Grande partecipazione a Casalvecchio di Puglia per la nona edizione di “Vëllazëria” (Fratellanza), il festival dedicato alla valorizzazione della cultura e dell’identità italo-albanese nei Monti Dauni.
Per due giorni il borgo arbëreshë ha ospitato un ricco programma di iniziative all’insegna della musica, della danza, dei sapori e delle tradizioni, richiamando numerosi visitatori e gruppi folkloristici provenienti dalla Calabria e dall’Albania, uniti nel segno delle comuni radici culturali.
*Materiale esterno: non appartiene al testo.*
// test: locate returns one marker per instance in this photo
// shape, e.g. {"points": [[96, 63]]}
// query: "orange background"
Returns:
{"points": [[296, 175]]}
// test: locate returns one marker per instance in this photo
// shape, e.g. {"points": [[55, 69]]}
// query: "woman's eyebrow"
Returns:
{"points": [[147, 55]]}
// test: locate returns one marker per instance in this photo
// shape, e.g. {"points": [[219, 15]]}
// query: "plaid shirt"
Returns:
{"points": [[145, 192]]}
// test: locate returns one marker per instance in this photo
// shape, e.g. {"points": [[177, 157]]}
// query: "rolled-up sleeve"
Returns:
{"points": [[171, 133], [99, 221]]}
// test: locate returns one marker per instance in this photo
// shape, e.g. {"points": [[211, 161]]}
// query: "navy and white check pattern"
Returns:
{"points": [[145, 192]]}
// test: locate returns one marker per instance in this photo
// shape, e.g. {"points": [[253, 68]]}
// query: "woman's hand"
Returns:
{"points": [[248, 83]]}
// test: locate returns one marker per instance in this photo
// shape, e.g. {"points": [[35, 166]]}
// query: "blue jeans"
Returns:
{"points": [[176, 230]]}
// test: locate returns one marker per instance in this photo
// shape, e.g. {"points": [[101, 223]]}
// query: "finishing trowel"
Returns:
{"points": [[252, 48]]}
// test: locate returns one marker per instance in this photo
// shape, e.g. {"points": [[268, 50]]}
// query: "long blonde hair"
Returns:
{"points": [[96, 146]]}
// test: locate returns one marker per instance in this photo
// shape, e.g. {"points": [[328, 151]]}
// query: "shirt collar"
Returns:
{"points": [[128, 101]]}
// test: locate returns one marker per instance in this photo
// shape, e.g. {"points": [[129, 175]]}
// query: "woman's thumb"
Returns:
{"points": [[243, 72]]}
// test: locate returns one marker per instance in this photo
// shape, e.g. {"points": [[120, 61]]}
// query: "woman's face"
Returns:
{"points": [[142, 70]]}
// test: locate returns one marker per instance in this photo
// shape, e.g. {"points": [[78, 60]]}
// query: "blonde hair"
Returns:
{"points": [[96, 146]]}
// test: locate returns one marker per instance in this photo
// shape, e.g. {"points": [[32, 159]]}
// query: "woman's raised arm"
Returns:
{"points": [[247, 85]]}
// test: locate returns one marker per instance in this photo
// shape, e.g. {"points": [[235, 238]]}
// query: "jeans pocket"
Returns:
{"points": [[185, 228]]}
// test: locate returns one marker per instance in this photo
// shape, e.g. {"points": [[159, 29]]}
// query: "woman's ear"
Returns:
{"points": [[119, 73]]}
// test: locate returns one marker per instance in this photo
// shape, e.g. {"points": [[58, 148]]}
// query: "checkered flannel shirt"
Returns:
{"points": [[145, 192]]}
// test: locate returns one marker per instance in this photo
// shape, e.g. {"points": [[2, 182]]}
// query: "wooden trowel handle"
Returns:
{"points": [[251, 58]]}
Tradizioni come leva di sviluppo
L’edizione 2026 della manifestazione è stata anche l’occasione per rilanciare il ruolo delle tradizioni arbëreshë come strumento di valorizzazione del territorio.
“Bisogna tenere forti e vive le nostre tradizioni – ha dichiarato il sindaco Noè Andreano –. L’obiettivo è quello di creare una leva strategica di sviluppo per questo territorio”.
Il primo cittadino ha inoltre annunciato un’importante novità sul piano dei rapporti istituzionali con l’Albania.
“Proprio in queste ore abbiamo ricevuto l’interessamento del Presidente della Repubblica d’Albania per una visita nel nostro territorio prevista per l’autunno, in modo da rinsaldare, dal punto di vista istituzionale, i nostri rapporti, utili a creare progettualità e a dare ancora una volta sviluppo alla nostra comunità”, ha spiegato Andreano.
Il coinvolgimento delle nuove generazioni
Tra i protagonisti della manifestazione anche il Centro Studi “Skander”, impegnato nella trasmissione della cultura arbëreshë alle nuove generazioni.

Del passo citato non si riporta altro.